By Simone Delochan, firstname.lastname@example.org
In the space of about a week in the first half of December, three books were released by the local Catholic community. On December 7, the coffee table book, Extracts from the Archives of the Irish Dominicans in Trinidad and Tobago 1895-2018 was launched, and the day after, December 8, Called to Serve by Sr Marie Thérèse Rétout OP on the Dominican nuns. Archbishop Emeritus Joseph Harris’ biography, God’s Will was launched at NALIS, Wednesday 12.
To what Earl Best, journalist and educator, dubbed a “mature audience” in the packed AV room, the book on the Archbishop’s life and the process of its being written were detailed.
Best’s was the first presentation on the author Valentino Singh, renowned for his journalistic career in sports which spanned over four decades and ended with his retirement from the Trinidad and Tobago Guardian two years ago. Singh began as his student in Queen’s Royal College, became his mentee and ultimately his friend.
Best traced the Seven Cs which marked the growth and development of ‘Tino’, as he is familiarly called, throughout his life—Candida, his wife, and his children; Church; Cricket/Cricket captaincy; The Challenge Trevor Smith’s weekly newspaper; Calypso; the College: Queen’s Royal College; and finally Corruption/Controversy emerging from Jack Warner’s ascendancy to FIFA following Trinidad and Tobago’s defeat in 1989 in a qualifying match for Word Cup, Italy.
Louis Lee Sing, former Mayor of Port of Spain did a review of the book, describing it as “The story of one of the Caribbean’s and Roman Catholic Church’s forceful apostles”.
In his review he remarked on the areas of inspiration and direction in Archbishop Harris’ life, starting with the loving and structured homelife. Both his parents were deeply religious Catholics and it was well-known in the household that the mother prayed for one of her children to join religious life. Her prayers were answered when two did, as Archbishop Harris’ sister joined the Sisters of St Joseph of Cluny. Sr Ann Claire read an excerpt from Chapter 9 at the launch.
The book, says Lee Sing, underscored that this was “an account of one who truly lived his life in service of the greatest of all powers” even while experiencing at first a normal life of a young man experiencing conflict that any teenager would have in deciding to become a priest.
“We also learn with some detail, of his early years…his fears of his perceived weaknesses of his afflictions” and how these influenced the man of the cloth which he would later become.
Archbishop Harris in his own response at the launch noted with humour that he was called ‘machine gun’ because of his stammer, and ‘Shakespeare’ as a result of his tremors.
Many amazing details on his life emerged as detailed in the book: the religious persecution he underwent in Paraguay where his safety was under threat. He had arrived at the parish of San Jose Obrero, to find both church building and community in a state of disrepair and began the God-willed task of rebuilding. Said Archbishop Harris later that morning: “Paraguay made me a priest. I learnt there what was essential to priesthood…to faith. The vocation of every baptised person is in fact, to be a martyr.”

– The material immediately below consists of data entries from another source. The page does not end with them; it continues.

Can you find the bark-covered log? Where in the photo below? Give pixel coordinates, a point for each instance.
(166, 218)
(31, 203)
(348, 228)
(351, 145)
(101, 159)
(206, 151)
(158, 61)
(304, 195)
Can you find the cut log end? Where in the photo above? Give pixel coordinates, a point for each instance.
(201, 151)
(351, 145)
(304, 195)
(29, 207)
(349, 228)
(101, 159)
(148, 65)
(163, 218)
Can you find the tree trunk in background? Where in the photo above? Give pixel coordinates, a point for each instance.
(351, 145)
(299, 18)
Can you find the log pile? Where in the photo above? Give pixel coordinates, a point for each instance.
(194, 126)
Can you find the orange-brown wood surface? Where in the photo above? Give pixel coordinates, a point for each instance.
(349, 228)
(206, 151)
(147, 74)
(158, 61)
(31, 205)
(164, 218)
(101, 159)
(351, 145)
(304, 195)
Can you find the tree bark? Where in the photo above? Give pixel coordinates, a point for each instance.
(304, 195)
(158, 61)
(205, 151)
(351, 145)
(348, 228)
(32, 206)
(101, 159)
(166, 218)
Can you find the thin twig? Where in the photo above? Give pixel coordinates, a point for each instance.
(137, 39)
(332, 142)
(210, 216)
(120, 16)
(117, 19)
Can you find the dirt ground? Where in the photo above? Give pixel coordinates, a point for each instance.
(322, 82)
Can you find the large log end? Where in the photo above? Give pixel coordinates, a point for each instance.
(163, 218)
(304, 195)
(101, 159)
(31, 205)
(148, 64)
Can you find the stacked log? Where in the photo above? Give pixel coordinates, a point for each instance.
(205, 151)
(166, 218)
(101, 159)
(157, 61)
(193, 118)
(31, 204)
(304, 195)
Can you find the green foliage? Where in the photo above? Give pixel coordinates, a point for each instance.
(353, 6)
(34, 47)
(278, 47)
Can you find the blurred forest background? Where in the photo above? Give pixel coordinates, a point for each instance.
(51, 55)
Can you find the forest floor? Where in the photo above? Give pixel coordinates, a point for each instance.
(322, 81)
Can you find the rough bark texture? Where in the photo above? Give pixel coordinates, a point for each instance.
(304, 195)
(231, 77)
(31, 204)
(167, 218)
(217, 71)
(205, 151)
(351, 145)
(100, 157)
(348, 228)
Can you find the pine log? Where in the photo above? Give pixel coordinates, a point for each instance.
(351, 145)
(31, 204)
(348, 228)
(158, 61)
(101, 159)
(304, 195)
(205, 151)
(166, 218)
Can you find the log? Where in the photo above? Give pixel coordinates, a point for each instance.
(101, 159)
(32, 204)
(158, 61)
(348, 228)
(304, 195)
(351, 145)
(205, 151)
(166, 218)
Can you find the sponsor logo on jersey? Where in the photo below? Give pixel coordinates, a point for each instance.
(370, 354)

He spent vacations at the family home in Lopinot sharpening his skills as a hunter (and cook); and pursued a Master’s degree in Chicago, where he experienced racism but which led to his realising that he was not typical in his outlooks—he “marched to a tune different”—out of which academic confidence was instilled.

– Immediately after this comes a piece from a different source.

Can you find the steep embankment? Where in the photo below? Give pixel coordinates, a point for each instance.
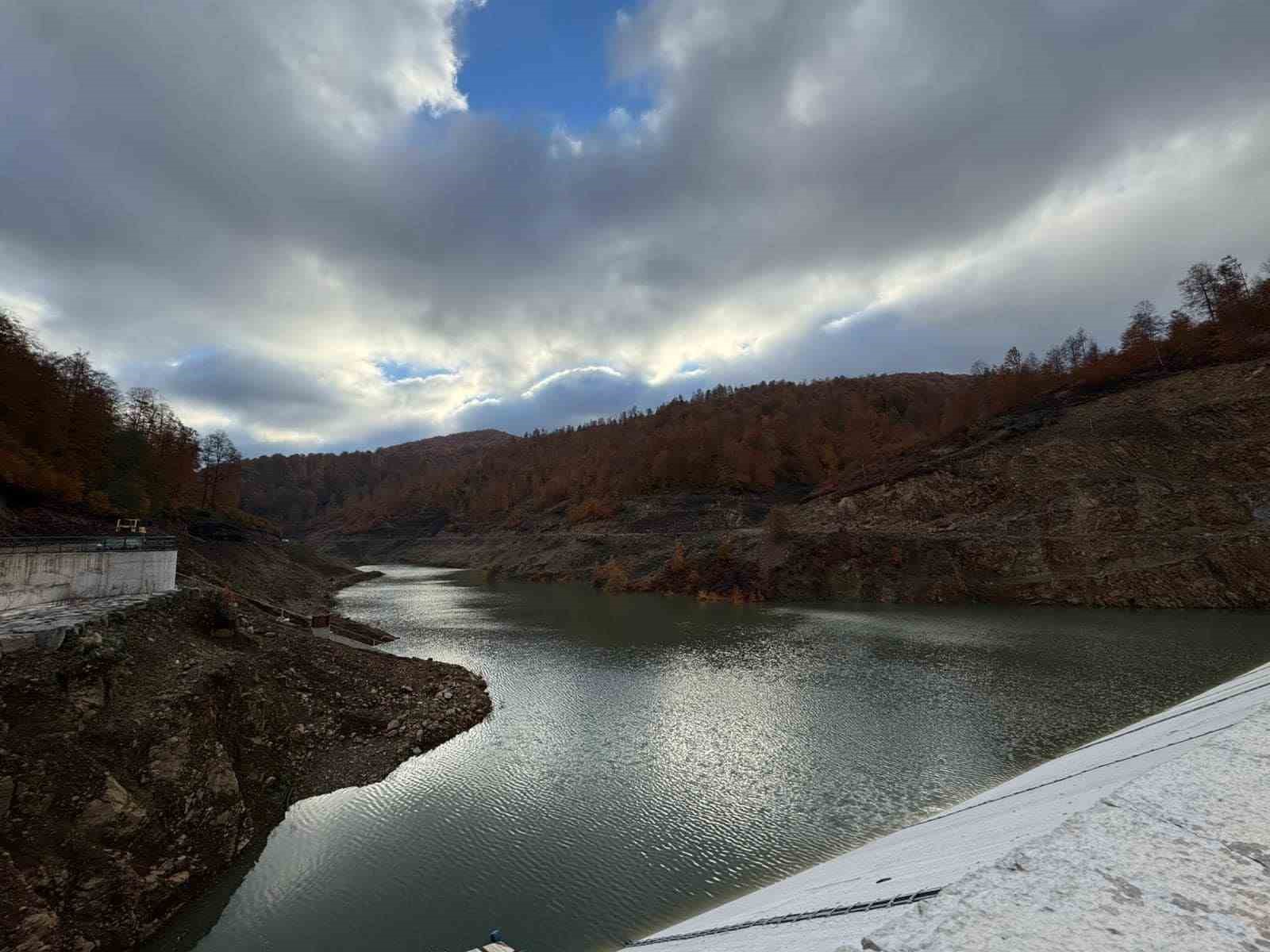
(143, 757)
(1155, 495)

The rich and fascinating narrative that emerges in God’s Will was one that the author himself did not expect, highlighting his own doubt when the “simple, laid-back, humble” priest first expressed the desire to have his story told, this before he became archbishop.
“I said to myself, ‘What wrong with this man, boy?’.” As the interviews with ‘Fr Joe’, his family, and friends progressed, he acknowledged his mistake: “I met a man whose faith was unbelievable…nothing has provided me with more satisfaction that putting together God’s Will”.
He averred that this, however, was his last book. “I never really had to work a day in my life because I enjoyed it so, BUT that stopped when I had to work on this work!”, evoking laughter in the audience.
Singh has also authored Legacy of The Soca Warriors, Upwards Through the Night, Zero to Hero (Jack Warner’s biography), co-authored Above and Beyond The Crossbar with Lincoln Phillips, History of T&T at the Olympics and 100 years of Football in T&T.
Archbishop Jason Gordon was presented with a copy of the limited edition of God’s Will, and in his thanks and congratulations, commented that this was the first time a local archbishop had produced a biography. To his predecessor he said, “I want to thank you for the work you have done in the Archdiocese, not just as Archbishop of Port of Spain but as a priest who has contributed credibly to the life and vitality of the Archdiocese.”
The book launch very much reflected the character of Archbishop Joseph Harris himself: warm, simple, witty and heartfelt, all of which carried through the presentations and ably continued by the Master of Ceremonies Fr Robert Christo, Vicar for Communications.
Two inmates, Alladin Mohammed and Leslie Huggins who had painted the cover portrait of the limited edition were present, as well as members of the clergy and media.